Add feature to OCR the pages of each PDF without a text layer, so text appear in Alfresco search results

chris001 commented 9 years ago

Would it be possible to add a feature to the Alfresco PDF Toolkit. "Add OCR'ed Searchable Text Layer to Existing PDF Documents that have no searchable text layer," and make it compatible with the new 5.0.

Details of a sensible open source implementation below:

1.Identify all PDF's with no text layer in the repository (it’s easy to identify, in Alfresco, between a PDF with or without a text layer, use the PDFBox library included in Alfresco) and run the following actions, a custom ContentTransformer, on each one of these PDFs:

split each PDF document into multiple images : one for each page - the open source tool to use is PDFtk.
run an OCR engine on each image (page), in order to extract the text (and layout) from the image. The input is a PDF document, the output is a hOCR file. The open source tool to use is Tesseract-ocr.
merge each image page and the its corresponding hOCR file into a PDF. The result will contain the visual content from the input image with a hidden text layer from the hOCR file. The open source tool to use is hOcr2Pdf.
merge back all PDF's created for each page into a single PDF. The open source tool to use is PDFJoin.

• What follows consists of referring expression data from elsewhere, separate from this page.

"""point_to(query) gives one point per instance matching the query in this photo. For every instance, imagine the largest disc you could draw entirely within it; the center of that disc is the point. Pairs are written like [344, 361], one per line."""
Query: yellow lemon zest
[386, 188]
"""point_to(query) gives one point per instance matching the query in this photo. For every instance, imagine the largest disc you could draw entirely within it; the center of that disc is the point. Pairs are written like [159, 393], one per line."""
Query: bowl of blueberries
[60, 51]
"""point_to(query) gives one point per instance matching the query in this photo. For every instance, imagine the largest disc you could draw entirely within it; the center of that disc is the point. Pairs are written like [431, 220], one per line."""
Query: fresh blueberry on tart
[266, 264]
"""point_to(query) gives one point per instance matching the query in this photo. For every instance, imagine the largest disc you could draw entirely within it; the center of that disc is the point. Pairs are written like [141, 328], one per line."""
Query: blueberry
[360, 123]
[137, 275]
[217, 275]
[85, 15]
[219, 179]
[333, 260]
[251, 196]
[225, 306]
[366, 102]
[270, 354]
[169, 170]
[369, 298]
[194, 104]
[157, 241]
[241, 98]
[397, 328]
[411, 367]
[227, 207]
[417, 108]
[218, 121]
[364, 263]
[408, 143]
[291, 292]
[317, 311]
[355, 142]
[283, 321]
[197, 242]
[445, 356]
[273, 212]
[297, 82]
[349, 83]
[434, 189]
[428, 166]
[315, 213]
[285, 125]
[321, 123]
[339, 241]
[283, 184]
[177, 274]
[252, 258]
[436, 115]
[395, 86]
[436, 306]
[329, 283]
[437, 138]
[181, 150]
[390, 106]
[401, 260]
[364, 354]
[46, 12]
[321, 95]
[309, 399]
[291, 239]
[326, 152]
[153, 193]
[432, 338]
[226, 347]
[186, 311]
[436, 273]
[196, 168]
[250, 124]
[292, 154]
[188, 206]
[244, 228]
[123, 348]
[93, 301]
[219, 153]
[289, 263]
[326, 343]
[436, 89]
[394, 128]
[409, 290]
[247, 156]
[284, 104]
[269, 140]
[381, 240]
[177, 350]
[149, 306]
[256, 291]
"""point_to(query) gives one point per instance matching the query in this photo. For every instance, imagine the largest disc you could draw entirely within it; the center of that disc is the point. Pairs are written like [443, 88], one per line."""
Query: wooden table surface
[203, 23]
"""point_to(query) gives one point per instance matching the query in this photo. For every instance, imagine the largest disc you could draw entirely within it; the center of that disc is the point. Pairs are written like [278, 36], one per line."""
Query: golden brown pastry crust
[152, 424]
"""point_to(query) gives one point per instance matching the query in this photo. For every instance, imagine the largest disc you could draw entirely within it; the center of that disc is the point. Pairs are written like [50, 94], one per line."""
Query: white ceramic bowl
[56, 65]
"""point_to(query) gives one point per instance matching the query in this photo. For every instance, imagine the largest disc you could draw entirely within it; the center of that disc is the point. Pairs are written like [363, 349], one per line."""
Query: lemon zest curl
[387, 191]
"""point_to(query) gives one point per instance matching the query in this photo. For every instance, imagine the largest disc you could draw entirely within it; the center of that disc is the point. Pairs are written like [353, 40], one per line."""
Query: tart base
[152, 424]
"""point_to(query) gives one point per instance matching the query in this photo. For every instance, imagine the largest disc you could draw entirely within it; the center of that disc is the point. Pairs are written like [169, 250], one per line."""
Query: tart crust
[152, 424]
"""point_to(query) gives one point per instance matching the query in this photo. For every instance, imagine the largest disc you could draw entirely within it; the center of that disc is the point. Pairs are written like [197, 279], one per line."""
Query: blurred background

A linux script would run the whole process, called from Alfresco through a custom ContentTransformer. This is a special ContentTransformer because it has an identical source & target Mime type! We don’t want Alfresco to use this ContentTransformer in an uncontrollable way, so we created it as “unregistered”, which means that they are not find-able through the Transform service and can be called only by direct reference. Furthermore, as the OCR processing can be quite demanding for the server processor, best run it at night.

Every night, a job uses PDFBox to find the new PDF documents in the repository with no text layer, and it automatically calls the custom ContentTransformer on each one of them. Then, the job creates a new version of the PDF document in the repository from the ContentTransformer output.

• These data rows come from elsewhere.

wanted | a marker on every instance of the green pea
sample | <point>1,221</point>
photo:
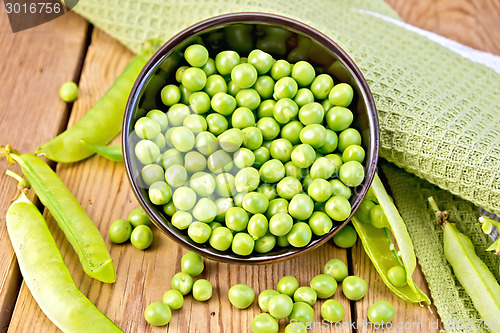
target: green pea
<point>252,137</point>
<point>277,206</point>
<point>68,91</point>
<point>223,103</point>
<point>320,190</point>
<point>257,226</point>
<point>182,282</point>
<point>265,244</point>
<point>215,84</point>
<point>304,96</point>
<point>249,98</point>
<point>138,217</point>
<point>264,86</point>
<point>301,206</point>
<point>224,185</point>
<point>181,219</point>
<point>255,203</point>
<point>209,67</point>
<point>141,237</point>
<point>152,173</point>
<point>336,268</point>
<point>287,285</point>
<point>338,208</point>
<point>346,237</point>
<point>272,171</point>
<point>196,55</point>
<point>261,60</point>
<point>264,298</point>
<point>159,193</point>
<point>301,313</point>
<point>354,288</point>
<point>341,95</point>
<point>192,264</point>
<point>220,161</point>
<point>280,306</point>
<point>381,312</point>
<point>202,290</point>
<point>225,61</point>
<point>160,117</point>
<point>397,276</point>
<point>147,152</point>
<point>231,140</point>
<point>349,137</point>
<point>324,285</point>
<point>236,219</point>
<point>321,86</point>
<point>285,87</point>
<point>269,128</point>
<point>205,210</point>
<point>291,131</point>
<point>289,187</point>
<point>158,314</point>
<point>306,295</point>
<point>170,95</point>
<point>243,244</point>
<point>332,311</point>
<point>199,232</point>
<point>300,235</point>
<point>173,298</point>
<point>311,113</point>
<point>264,323</point>
<point>304,73</point>
<point>285,110</point>
<point>352,173</point>
<point>266,108</point>
<point>320,223</point>
<point>184,198</point>
<point>176,175</point>
<point>221,238</point>
<point>280,224</point>
<point>339,189</point>
<point>119,231</point>
<point>303,155</point>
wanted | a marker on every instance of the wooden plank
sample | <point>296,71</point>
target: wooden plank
<point>34,64</point>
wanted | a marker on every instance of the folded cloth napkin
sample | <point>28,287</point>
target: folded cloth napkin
<point>439,112</point>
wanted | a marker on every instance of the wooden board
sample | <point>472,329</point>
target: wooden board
<point>103,189</point>
<point>34,64</point>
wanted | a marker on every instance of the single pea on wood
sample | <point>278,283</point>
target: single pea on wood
<point>248,130</point>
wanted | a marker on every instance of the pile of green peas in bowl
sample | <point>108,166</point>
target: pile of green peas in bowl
<point>243,145</point>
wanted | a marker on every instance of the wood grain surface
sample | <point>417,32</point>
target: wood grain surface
<point>34,64</point>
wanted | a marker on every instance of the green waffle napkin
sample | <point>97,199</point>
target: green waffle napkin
<point>439,112</point>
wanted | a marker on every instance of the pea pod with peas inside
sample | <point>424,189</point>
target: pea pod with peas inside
<point>46,274</point>
<point>471,272</point>
<point>78,228</point>
<point>385,254</point>
<point>102,122</point>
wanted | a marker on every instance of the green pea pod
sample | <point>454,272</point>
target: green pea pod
<point>102,122</point>
<point>78,228</point>
<point>471,272</point>
<point>112,153</point>
<point>46,274</point>
<point>380,247</point>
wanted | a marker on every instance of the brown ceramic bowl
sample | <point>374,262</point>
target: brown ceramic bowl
<point>284,38</point>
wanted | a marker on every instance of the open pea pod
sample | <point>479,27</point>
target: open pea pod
<point>384,253</point>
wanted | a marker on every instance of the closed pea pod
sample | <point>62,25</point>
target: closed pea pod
<point>78,228</point>
<point>46,273</point>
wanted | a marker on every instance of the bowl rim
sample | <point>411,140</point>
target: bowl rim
<point>250,17</point>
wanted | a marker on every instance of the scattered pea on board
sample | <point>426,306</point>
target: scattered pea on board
<point>46,274</point>
<point>471,272</point>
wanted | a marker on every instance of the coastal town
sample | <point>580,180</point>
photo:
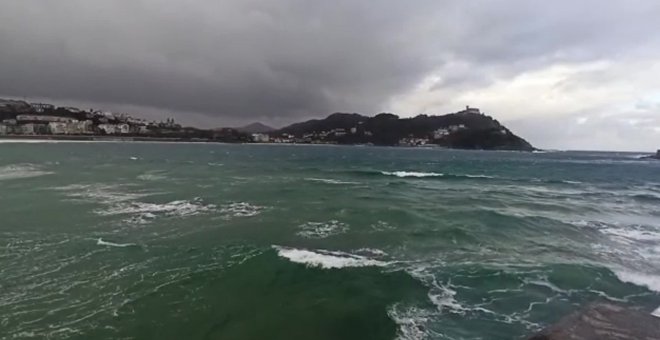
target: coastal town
<point>468,128</point>
<point>40,120</point>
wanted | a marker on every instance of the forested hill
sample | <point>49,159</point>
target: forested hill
<point>468,129</point>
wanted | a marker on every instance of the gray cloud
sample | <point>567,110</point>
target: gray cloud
<point>235,61</point>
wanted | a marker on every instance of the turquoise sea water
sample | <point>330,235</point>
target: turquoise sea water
<point>195,241</point>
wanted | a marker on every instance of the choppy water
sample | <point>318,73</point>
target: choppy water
<point>181,241</point>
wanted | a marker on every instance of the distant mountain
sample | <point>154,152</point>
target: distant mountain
<point>255,128</point>
<point>467,129</point>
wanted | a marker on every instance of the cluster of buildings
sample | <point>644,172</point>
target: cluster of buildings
<point>22,118</point>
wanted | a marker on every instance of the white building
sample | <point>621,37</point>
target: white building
<point>470,110</point>
<point>41,107</point>
<point>123,129</point>
<point>108,129</point>
<point>440,133</point>
<point>28,129</point>
<point>57,128</point>
<point>260,138</point>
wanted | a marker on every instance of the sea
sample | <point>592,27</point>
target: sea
<point>112,240</point>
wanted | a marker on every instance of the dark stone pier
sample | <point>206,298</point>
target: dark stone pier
<point>604,321</point>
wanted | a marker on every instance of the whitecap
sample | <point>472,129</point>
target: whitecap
<point>179,208</point>
<point>152,176</point>
<point>101,242</point>
<point>330,181</point>
<point>479,176</point>
<point>411,174</point>
<point>651,282</point>
<point>411,321</point>
<point>319,230</point>
<point>18,171</point>
<point>241,209</point>
<point>326,259</point>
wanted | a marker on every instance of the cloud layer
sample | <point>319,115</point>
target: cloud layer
<point>563,74</point>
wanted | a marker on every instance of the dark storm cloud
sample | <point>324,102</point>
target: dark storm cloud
<point>242,60</point>
<point>234,58</point>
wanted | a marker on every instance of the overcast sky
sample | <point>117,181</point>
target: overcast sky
<point>576,74</point>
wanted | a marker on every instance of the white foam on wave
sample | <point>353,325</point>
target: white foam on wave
<point>411,321</point>
<point>319,230</point>
<point>331,181</point>
<point>101,242</point>
<point>649,281</point>
<point>411,174</point>
<point>241,209</point>
<point>18,171</point>
<point>100,193</point>
<point>326,259</point>
<point>152,176</point>
<point>479,176</point>
<point>179,208</point>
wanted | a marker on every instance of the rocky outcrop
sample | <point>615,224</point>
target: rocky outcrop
<point>604,321</point>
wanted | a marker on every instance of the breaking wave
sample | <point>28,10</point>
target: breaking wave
<point>101,242</point>
<point>18,171</point>
<point>651,282</point>
<point>330,181</point>
<point>181,208</point>
<point>326,259</point>
<point>241,209</point>
<point>319,230</point>
<point>404,174</point>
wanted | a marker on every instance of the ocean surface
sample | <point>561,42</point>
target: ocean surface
<point>211,241</point>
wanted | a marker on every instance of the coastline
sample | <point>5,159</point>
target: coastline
<point>98,138</point>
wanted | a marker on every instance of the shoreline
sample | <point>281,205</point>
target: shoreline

To summarize, we take a multiple-page PDF with only an image layer that we transform into another multiple-page PDF which looks identical, an added hidden text layer behind the scanned images that includes the OCR output. hOCR is an open format based on HTML, which represents an OCR output, by combining layout and style along with the recognized text itself.

ntmcminn commented 8 years ago

Yeah, I like the idea! Been a bit silent on this project, moving it to the new SDK and Alfresco 5.x at the moment. Once the 5.x conversion is done, let's take a look.

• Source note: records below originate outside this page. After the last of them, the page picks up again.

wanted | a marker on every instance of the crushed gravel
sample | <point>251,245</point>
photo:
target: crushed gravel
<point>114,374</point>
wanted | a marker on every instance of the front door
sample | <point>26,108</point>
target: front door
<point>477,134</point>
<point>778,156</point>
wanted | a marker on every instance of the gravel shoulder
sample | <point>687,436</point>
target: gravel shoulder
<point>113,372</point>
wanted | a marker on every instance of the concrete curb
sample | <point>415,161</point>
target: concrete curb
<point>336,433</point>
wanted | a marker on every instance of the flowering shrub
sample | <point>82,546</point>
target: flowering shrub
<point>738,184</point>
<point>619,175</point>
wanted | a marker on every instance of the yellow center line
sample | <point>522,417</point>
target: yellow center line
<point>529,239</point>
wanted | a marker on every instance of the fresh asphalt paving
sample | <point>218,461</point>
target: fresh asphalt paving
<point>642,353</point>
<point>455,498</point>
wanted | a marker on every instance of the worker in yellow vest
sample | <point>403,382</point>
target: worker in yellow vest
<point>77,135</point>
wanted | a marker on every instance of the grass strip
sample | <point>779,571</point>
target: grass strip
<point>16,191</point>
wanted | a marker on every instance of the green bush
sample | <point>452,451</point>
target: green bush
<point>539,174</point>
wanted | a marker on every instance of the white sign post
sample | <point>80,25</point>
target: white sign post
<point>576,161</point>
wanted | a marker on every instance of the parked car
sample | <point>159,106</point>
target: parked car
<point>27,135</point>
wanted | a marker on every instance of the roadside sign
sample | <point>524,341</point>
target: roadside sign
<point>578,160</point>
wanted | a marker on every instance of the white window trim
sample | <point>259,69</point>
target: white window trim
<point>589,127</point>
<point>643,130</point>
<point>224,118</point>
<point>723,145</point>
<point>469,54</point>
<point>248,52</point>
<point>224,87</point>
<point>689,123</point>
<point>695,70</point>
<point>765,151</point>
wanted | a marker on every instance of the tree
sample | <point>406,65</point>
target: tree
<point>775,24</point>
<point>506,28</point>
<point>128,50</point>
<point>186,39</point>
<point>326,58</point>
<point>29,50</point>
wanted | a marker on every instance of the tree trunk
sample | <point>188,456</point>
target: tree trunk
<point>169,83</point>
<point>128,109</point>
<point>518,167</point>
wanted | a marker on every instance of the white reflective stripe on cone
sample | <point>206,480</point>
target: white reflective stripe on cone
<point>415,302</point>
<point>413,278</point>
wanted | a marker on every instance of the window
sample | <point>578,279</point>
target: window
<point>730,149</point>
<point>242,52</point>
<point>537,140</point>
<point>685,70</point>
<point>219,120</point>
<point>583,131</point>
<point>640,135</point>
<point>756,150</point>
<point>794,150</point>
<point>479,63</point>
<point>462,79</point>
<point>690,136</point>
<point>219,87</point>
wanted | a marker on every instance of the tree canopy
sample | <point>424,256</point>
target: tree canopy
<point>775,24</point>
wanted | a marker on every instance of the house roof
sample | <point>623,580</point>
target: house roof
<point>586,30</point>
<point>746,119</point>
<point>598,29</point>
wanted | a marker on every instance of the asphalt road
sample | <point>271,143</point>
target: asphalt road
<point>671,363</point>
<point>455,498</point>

douglascrp commented 8 years ago

Hello. I understood the request, but I think the OCR process part is already done here https://github.com/keensoft/alfresco-simple-ocr The transformer part can be reused, letting pdf-toolkit only with the job of finding the pdfs and executing the action to include the OCR layer.

douglascrp commented 5 years ago

@OrderOfTheBee/order Should we close this one? It is old, and nowadays we have other options able to do what is being asked here.

Funies commented 5 years ago

HI,

you can close it

On Tue, Mar 5, 2019 at 9:42 PM Douglas C. R. Paes notifications@github.com wrote:

@OrderOfTheBee/order https://github.com/orgs/OrderOfTheBee/teams/order Should we close this one? It is old, and nowadays we have other options able to do what is being asked here.

— You are receiving this because you are on a team that was mentioned. Reply to this email directly, view it on GitHub https://github.com/OrderOfTheBee/alfresco-pdf-toolkit/issues/10#issuecomment-469829776, or mute the thread https://github.com/notifications/unsubscribe-auth/AQCTpppA70wuDI86Yjly8WptFhvu6yACks5vTsiMgaJpZM4FyQdF .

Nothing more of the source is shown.